Bu, madencilerin özelleştirmeye karşı ilk direnişi değil. 20 Kasım 2024’te maden ocağında kendilerini 9 gün boyunca kapatan işçiler, ardından Ankara’ya yürüyüşe geçmişti. Çayırhan’dan Beypazarı’na ulaştıklarında hükümet yetkilileri, özelleştirme işlemini 4 Mart 2025’e kadar erteleme kararı almıştı. Ancak bu süreçte taleplerine olumlu bir yanıt alamayan işçiler, 10 Şubat’ta yeniden yürüyüşe başlayarak 13 Şubat’ta Ankara’ya ulaşmıştı. Fakat hükümetten somut bir adım gelmeyince, madenciler nöbet eylemine geri döndü.

“Bu Karar, Ölüm Fermanımız”: İşçilerin Sesine Kulak Verilmeli

Maden-İş Sendikası Genel Başkanı Nurettin Akçul, maden girişinde yaptığı basın açıklamasında, özelleştirme kararının işçiler için bir “ölüm fermanı” olduğunu belirtti. Akçul, “Kendimizi madene kapattık, çadır nöbetleri tuttuk, karda kışta kilometrelerce yürüdük; ne yapsak duyulmadık. Bu özelleştirme kararı, adeta ölüm fermanımız. Yetkililerden vicdanlı bir yaklaşım bekliyoruz. Burası sadece bir işyeri değil, işçilerin yuvası. Ailelerin, çocukların geleceği söz konusu” dedi.

Akçul, varlık satışı yoluyla halka ait kaynakların sermayeye devredilmesine karşı çıktıklarını vurgulayarak, “Taleplerimiz net: Özelleştirme derhal dursun, iş güvencemiz korunsun. Bugün sesimizi duyuramazsak, yarın bu adaletsizlik herkesin kapısını çalabilir. Biz yalnızca madencilerin ve enerji işçilerinin değil, tüm emekçilerin hakları için buradayız” ifadelerini kullandı. İşçilerin “Ölmek var, vazgeçmek yok” sloganıyla sürdürdüğü direniş, Türkiye’deki emek mücadelesinin önemli bir sembolü haline geldi.

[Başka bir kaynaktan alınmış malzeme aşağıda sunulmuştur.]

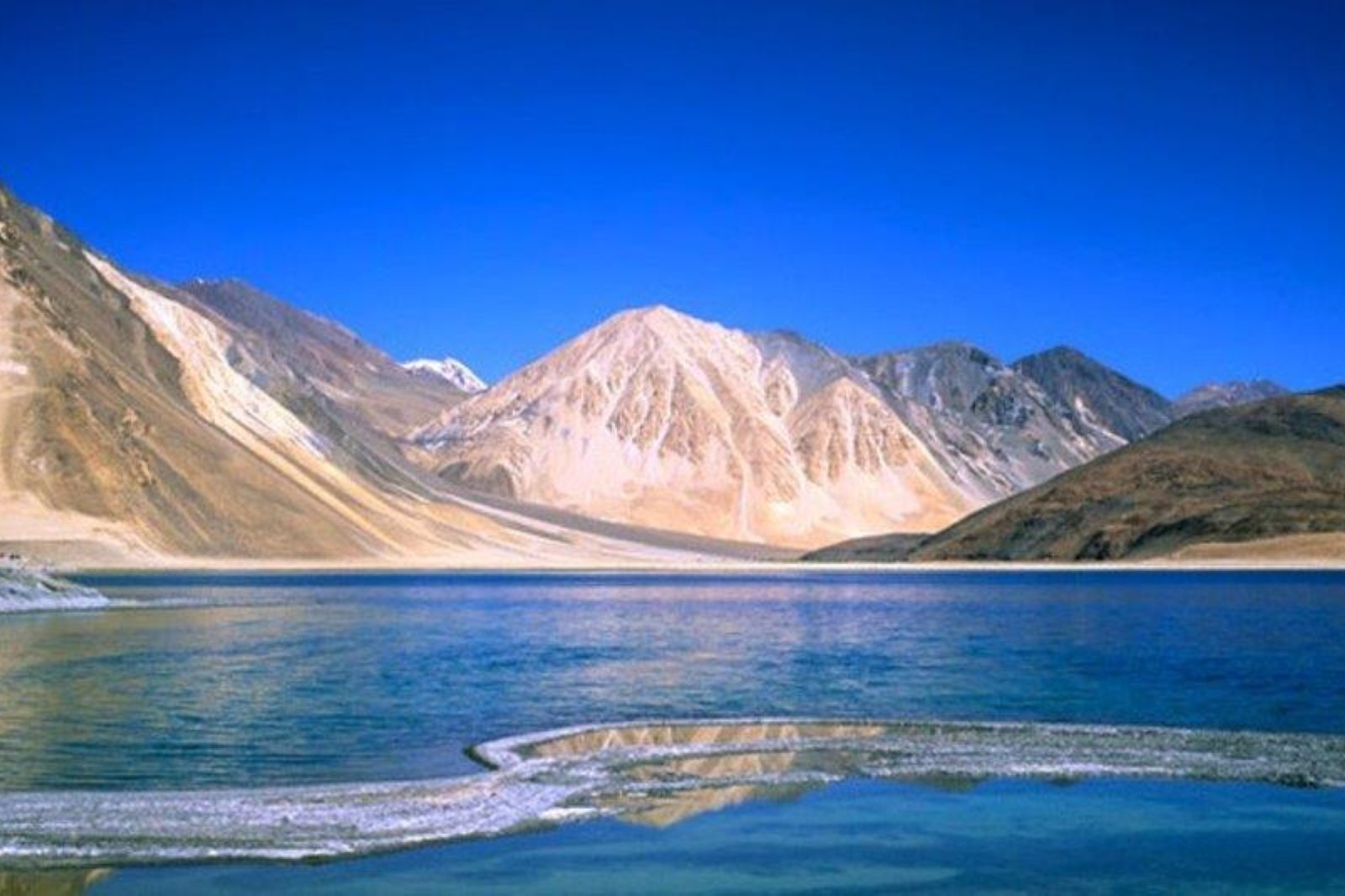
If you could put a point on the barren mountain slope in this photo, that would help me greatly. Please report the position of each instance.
(1226, 394)
(662, 420)
(139, 424)
(990, 423)
(1100, 397)
(1270, 472)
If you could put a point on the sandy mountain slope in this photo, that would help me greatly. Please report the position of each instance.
(1269, 474)
(140, 424)
(658, 419)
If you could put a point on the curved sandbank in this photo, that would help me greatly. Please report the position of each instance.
(646, 772)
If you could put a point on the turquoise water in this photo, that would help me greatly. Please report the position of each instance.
(244, 683)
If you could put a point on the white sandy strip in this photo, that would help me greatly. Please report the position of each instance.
(585, 771)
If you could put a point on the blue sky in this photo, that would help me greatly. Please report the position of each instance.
(1160, 185)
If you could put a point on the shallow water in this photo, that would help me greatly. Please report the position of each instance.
(246, 683)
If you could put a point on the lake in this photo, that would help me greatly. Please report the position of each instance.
(244, 683)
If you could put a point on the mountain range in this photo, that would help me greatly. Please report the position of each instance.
(212, 423)
(1269, 474)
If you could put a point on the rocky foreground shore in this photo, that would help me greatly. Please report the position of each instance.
(27, 587)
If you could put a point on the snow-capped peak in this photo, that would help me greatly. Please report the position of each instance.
(450, 369)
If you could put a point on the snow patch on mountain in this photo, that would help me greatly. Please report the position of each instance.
(450, 369)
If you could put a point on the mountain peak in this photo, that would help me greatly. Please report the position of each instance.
(450, 369)
(1226, 394)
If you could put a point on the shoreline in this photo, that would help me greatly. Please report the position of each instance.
(692, 569)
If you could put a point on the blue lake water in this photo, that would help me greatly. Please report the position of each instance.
(246, 681)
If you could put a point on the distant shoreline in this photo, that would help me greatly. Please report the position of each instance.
(728, 568)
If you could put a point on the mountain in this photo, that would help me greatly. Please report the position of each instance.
(662, 420)
(143, 423)
(451, 370)
(304, 356)
(989, 423)
(1100, 396)
(1226, 394)
(1210, 485)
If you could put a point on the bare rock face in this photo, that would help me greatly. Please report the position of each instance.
(662, 420)
(1269, 477)
(1226, 394)
(990, 424)
(145, 423)
(1098, 394)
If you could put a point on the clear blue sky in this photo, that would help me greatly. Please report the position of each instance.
(1161, 185)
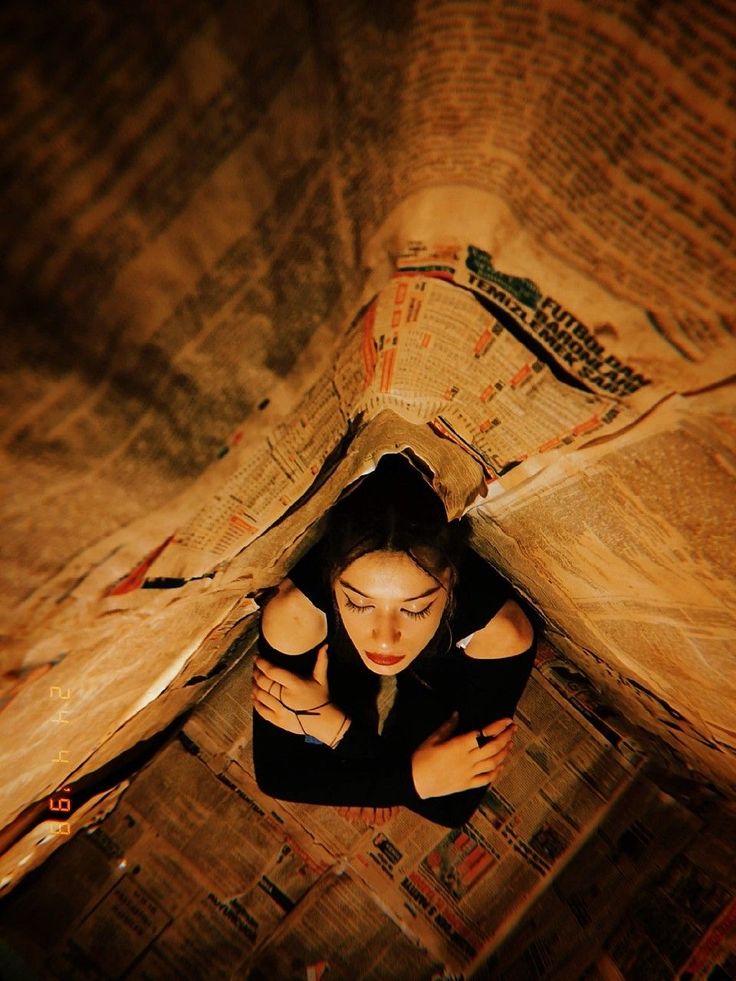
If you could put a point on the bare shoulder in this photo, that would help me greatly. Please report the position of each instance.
(291, 623)
(507, 634)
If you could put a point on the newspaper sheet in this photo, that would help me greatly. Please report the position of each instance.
(461, 891)
(637, 573)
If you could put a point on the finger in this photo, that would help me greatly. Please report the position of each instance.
(489, 766)
(278, 675)
(491, 776)
(494, 746)
(445, 730)
(320, 668)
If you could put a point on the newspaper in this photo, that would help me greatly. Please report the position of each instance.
(533, 197)
(197, 871)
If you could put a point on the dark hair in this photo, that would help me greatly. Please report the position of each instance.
(392, 509)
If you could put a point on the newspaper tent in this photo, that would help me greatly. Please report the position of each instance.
(192, 199)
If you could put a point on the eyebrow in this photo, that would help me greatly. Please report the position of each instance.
(409, 599)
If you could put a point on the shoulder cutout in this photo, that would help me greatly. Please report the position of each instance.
(291, 623)
(507, 634)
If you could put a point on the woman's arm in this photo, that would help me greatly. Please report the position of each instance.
(365, 769)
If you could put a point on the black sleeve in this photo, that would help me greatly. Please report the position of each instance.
(308, 576)
(362, 774)
(481, 592)
(366, 770)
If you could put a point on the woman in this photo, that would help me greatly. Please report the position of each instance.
(391, 602)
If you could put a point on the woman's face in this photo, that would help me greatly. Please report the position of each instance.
(390, 607)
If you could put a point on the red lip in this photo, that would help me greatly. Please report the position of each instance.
(384, 659)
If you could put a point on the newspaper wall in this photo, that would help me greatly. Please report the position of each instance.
(198, 202)
(197, 872)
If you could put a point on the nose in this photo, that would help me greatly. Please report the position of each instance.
(386, 632)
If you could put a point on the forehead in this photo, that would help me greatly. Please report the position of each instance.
(388, 575)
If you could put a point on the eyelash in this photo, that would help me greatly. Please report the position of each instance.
(364, 609)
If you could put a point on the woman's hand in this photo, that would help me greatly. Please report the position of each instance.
(444, 764)
(298, 705)
(372, 816)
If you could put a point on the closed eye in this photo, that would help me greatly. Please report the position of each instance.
(354, 606)
(419, 615)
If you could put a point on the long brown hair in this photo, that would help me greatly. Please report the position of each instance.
(392, 509)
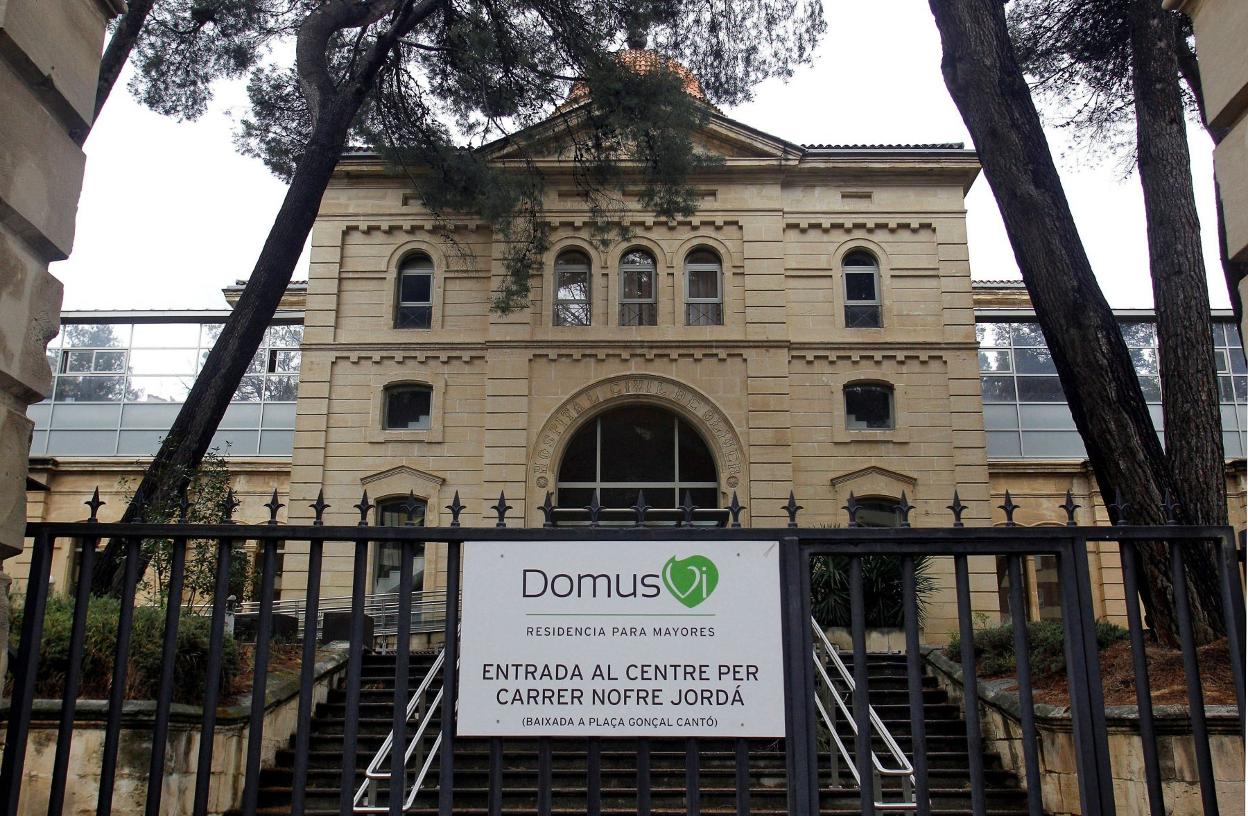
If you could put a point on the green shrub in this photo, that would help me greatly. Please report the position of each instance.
(1046, 641)
(146, 644)
(881, 590)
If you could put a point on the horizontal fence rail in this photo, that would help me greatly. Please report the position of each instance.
(372, 728)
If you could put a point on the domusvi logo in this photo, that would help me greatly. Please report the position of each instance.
(690, 580)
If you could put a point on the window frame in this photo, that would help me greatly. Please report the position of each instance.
(587, 302)
(872, 268)
(690, 301)
(413, 265)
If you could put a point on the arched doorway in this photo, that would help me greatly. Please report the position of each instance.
(632, 448)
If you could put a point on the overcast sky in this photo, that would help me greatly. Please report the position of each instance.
(170, 212)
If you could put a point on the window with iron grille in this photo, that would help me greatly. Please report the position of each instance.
(572, 306)
(407, 408)
(861, 273)
(638, 301)
(869, 407)
(414, 307)
(704, 288)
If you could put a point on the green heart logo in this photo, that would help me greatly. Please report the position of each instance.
(690, 580)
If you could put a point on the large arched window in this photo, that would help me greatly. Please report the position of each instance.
(704, 288)
(388, 555)
(638, 301)
(414, 305)
(637, 448)
(861, 290)
(572, 305)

Özelleştirme Kararı ve İşçilerin Geleceği

Çayırhan’daki özelleştirme kararı, yalnızca madencilerin değil, bölgedeki tüm halkın geleceğini tehdit ediyor. İşçiler, özelleştirme sonrası iş güvencelerinin ortadan kalkacağı ve çalışma koşullarının daha da ağırlaşacağı endişesi taşıyor. Ayrıca, maden ocağının özelleştirilmesiyle birlikte bölgedeki ekonomik dengelerin bozulması ve işsizliğin artması da bekleniyor. Madencilerin direnişi, bu nedenle yalnızca kendi hakları için değil, tüm emekçilerin geleceği için verilen bir mücadele olarak görülüyor.

Hükümet yetkililerinin işçilerin taleplerine kulak vermesi ve özelleştirme kararını gözden geçirmesi beklenirken, madencilerin kararlılığı dikkat çekiyor. Soğuk havaya ve zorlu koşullara rağmen nöbetlerini sürdüren işçiler, hakları için mücadeleden vazgeçmeyeceklerini bir kez daha gösterdi. Çayırhan’daki direniş, Türkiye’deki emek hareketinin önemli bir örneği olarak tarihe geçiyor.